To analyze the surface chemical states of the SnO2/MXene composite material, XPS characterization was conducted (Figure 3b–f). The survey spectrum (Figure 3b) shows the presence of elements such as Sn, Nb, O, and C, which correspond to the constituent elements of MXene (Nb, C) and SnO2 (Sn, O), indicating the successful synthesis of the SnO2/MXene composite [25]. The C 1s spectrum (Figure 3c), after multi-peak fitting, was decomposed into chemical states of C-Nb, C=O, and C-C. Among these, the C-Nb peak had a lower binding energy, indicating the formation of a strong chemical bond between the carbon and niobium atoms, which is a typical carbon–niobium bond in MXene materials. The appearance of the C=O peak could be related to oxidation or the adsorption of oxygen on the sample surface. The C-C peak corresponds to the carbon atoms between the MXene layers, reflecting the presence of carbon atoms in the layered structure of MXene. The Nb 3d spectrum (Figure 3d) revealed the chemical environments of Nb-C, Nb-O-Sn, and Nb-O. The Nb-C peak had a lower binding energy, indicating the formation of a stable chemical bond between niobium and carbon atoms, further confirming the presence of the MXene structure. The Nb-O-Sn peak indicated that there was an oxygen-mediated interaction between Nb and Sn, likely due to the composite formation between SnO2 and Nb2CTx, which resulted in the formation of Nb-O-Sn chemical bonds. The Nb-O peak corresponded to the oxidized state of niobium atoms, indicating that some niobium atoms had bonded with oxygen [26]. The Sn 3d spectrum (Figure 3e) consisted of two peaks, Sn3d5/2 and Sn3d3/2, with a binding energy difference of approximately 8.4 eV between them, suggesting that the Sn element exists in a single chemical state, namely Sn4+ ions, which is consistent with the chemical state of Sn in SnO2, further confirming the presence of SnO2 and its chemical state in the composite material. The O 1s spectrum (Figure 3f), after fitting, identified functional groups such as O-Nb, OH-Nb, and -OH. The O-Nb peak corresponded to oxygen atoms bonded with niobium, reflecting the presence of oxygen atoms in Nb2CTx. The OH-Nb peak indicated the presence of niobium hydroxyl groups, possibly related to the hydroxylation of the MXene surface. The -OH peak likely corresponded to water molecules or hydroxyl free radicals adsorbed on the sample surface [27].

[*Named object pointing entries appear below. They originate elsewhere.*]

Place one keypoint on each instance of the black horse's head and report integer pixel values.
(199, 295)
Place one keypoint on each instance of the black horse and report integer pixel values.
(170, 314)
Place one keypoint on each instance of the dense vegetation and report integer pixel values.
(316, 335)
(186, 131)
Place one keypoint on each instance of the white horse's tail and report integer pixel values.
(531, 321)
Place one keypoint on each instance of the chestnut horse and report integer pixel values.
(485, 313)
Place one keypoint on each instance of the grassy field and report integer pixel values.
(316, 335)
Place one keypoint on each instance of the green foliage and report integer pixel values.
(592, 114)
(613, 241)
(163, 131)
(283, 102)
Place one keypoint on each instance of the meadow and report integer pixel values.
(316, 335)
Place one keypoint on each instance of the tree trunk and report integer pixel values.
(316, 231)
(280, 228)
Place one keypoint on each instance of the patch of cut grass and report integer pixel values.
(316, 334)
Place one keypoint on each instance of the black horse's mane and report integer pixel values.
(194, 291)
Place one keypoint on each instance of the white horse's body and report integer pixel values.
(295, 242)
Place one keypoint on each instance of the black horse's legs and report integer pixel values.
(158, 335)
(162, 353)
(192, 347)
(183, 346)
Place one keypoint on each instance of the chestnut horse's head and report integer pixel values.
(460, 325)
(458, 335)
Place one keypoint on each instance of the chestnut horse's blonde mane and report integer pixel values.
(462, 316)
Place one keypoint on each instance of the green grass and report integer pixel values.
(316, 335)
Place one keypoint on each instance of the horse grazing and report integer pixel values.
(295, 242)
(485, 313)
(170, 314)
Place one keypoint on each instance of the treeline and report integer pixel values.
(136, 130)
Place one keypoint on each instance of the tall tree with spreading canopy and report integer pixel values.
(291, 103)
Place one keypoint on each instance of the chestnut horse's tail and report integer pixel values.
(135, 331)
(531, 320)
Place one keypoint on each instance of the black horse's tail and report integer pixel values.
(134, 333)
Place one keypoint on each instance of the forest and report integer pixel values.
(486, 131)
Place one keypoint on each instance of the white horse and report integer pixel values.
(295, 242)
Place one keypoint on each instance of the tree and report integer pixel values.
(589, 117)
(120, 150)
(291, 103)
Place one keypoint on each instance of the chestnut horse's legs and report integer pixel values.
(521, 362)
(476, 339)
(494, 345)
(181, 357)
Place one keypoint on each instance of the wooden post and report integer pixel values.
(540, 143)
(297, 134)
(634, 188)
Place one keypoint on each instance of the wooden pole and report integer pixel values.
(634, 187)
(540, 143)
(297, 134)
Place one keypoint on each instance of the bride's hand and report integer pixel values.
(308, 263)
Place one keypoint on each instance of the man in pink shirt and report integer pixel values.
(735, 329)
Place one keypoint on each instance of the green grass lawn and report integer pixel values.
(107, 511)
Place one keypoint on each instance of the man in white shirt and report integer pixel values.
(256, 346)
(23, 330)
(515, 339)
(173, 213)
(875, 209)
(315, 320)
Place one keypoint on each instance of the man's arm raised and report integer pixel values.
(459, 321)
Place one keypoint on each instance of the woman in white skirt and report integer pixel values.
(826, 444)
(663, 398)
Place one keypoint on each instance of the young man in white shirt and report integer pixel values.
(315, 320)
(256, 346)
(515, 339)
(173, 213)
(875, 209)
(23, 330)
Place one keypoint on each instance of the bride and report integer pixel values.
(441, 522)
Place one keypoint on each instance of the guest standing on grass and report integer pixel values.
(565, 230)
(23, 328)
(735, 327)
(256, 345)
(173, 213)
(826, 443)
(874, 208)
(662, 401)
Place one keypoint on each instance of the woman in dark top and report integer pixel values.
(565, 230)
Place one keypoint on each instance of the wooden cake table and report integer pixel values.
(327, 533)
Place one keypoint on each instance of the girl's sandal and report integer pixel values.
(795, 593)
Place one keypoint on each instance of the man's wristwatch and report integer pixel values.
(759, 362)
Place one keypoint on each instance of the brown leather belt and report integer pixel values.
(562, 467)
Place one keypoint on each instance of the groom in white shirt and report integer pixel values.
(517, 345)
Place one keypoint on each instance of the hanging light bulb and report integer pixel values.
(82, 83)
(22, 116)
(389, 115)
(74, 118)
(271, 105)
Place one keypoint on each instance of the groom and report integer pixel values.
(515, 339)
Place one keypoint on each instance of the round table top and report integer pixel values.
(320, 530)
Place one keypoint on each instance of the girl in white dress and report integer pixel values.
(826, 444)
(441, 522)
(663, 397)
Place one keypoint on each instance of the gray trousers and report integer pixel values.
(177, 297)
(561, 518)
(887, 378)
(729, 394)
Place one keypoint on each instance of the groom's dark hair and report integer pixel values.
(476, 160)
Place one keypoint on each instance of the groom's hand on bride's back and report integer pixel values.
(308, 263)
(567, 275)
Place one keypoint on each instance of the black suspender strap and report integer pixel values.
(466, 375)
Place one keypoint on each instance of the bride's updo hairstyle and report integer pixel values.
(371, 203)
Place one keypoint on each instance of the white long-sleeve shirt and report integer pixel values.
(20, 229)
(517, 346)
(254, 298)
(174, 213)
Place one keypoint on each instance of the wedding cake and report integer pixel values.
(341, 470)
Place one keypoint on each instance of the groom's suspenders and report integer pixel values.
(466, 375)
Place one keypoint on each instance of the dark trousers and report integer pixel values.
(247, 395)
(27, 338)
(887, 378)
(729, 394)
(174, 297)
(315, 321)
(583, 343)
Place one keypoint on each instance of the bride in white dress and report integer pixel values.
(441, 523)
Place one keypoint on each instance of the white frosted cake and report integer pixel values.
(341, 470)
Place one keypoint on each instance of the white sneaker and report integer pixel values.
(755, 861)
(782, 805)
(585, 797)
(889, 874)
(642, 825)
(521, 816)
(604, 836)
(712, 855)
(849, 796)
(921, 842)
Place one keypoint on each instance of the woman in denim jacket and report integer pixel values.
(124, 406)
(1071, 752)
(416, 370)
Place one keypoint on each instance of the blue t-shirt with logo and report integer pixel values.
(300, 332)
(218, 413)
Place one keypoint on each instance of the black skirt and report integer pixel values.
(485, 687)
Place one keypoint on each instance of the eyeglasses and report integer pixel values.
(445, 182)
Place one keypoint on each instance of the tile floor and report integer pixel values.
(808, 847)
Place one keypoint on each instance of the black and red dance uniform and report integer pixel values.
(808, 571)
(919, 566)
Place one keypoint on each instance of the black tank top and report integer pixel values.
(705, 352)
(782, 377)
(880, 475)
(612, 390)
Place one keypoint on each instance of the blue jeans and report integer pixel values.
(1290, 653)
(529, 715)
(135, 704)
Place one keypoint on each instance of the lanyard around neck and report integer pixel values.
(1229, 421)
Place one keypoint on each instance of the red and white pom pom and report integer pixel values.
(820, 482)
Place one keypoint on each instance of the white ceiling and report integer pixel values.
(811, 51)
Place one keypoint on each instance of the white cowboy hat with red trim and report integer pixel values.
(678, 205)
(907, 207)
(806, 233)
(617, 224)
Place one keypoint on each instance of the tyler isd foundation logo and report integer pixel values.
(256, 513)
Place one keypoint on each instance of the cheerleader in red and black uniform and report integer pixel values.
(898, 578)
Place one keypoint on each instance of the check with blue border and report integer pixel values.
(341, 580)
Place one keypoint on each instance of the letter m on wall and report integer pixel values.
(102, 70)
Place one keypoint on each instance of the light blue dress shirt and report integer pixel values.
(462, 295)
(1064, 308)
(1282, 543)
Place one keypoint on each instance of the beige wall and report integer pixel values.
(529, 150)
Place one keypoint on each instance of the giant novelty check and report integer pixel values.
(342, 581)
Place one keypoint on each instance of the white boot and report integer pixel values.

Based on the XRD and XPS analysis results, it can be inferred that there is a strong interaction between SnO2 and Nb2CTx in the SnO2/Nb2CTx MXene composite material. The XRD analysis confirmed the successful fabrication of the MXene layered structure. The XPS analysis revealed the presence of various chemical states and functional groups on the composite material’s surface, especially the interaction between SnO2 and Nb2CTx. This interaction, along with the rich functional groups on the material’s surface, significantly affects the gas-sensing performance of the composite material, providing a theoretical basis for further optimization of its properties.
In addition, the study provided further explanations for the XRD analysis and supplemented the Brunauer-Emmett-Teller (BET) specific surface area test to enhance the characterization of the material structure. The relevant experimental data and patterns are presented in Figures S1 and S2 of the Supporting Information.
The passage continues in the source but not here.